There was no time to talk. Alex leapt for the steering wheel and grabbed it just as the huge bulk of Tower Bridge rose up, right in front of him. He wrenched the wheel down with less than a second to spare. White Phantom span sideways with water jetting out. Even so, the starboard side hit concrete and there was the terrible sound of splintering wood as the entire length of the luxury cruiser was torn apart. Alex was sure they were going to capsize. The engines were screaming. He reached for the throttle and pushed it forward, reducing their speed. And then they were out the other side, slowing down, part of the cabin crushed and the gleaming handrail a piece of twisted metal. At the same time, far behind him, Alex heard sirens. The river police had finally arrived.

Sir Frank Godliss hadn’t moved. He was staring at Alex as if he couldn’t quite work out what had just happened but disapproved nonetheless. Alex was equally puzzled. The banker had just shot one of his own men and saved his life. Why?

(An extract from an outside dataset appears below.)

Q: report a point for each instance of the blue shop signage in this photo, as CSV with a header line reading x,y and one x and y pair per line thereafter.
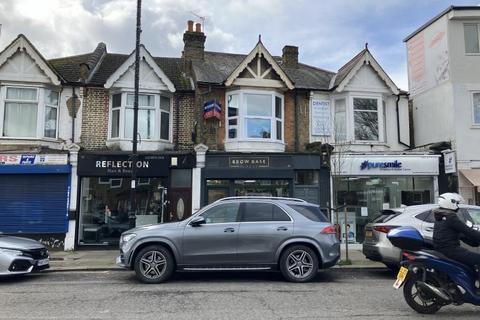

“Are you all right?” Godliss asked.

“Yes,” Alex said. “Thank you.”

Godliss lowered the gun. “Well, that’s that,” he said. He didn’t sound too happy but then he had no reason to be. The police boats were drawing closer. In just a few minutes he would be under arrest once again.

“Why did you do it?” Alex asked.

“I’m sorry?”

“You saved me.”

“That man was going to strangle you.”

“Yes. But didn’t you want him to? He was helping you get away.”

“Is that what you think?” The banker smiled. Alex got the impression that it was something he didn’t do very often. “You think these men were working for me?”

“Weren’t they?”

“They kidnapped me. I had never seen them before in my life. At first I thought they were genuine paramedics. That’s why I went with them. But they told me in the ambulance. They were going to force me to give them my money. They would have tortured me to find out where it was. So actually I was quite glad to shoot him.”

Alex looked around him – at the captain, sitting by the wheel, clutching his wound. Raymond wasn’t moving. He might be dead. Johann was unconscious. Two police launches had reached the boat and he saw Sarko sitting in one of them, soaking wet and handcuffed. And finally there was the banker in his neat suit, blinking behind his glasses, still holding the gun.

“What will you do with it?” Alex couldn’t resist asking. “The money?”

“Oh – I’ll hang onto it,” Sir Frank replied. “They can’t lock me up for ever. And it won’t be so bad being in prison. I was at boarding school for ten years so I know what it’s like. And at least I won’t be overdrawn.”

The first of the policemen climbed on board, immediately followed by several others. Alex watched as the gang was arrested and Sir Frank was led away. One of the officers came over to him.

“You’re Alex Rider?”


The policeman shook his head in disbelief. “We were told you might be on board. We’re to escort you across London. You have an urgent meeting.”

“With MI6?”

“No, sir. With the dentist.”

So there was to be no escape after all. Alex climbed down into the police launch and a moment later they were skimming across the water, heading back the way they had come.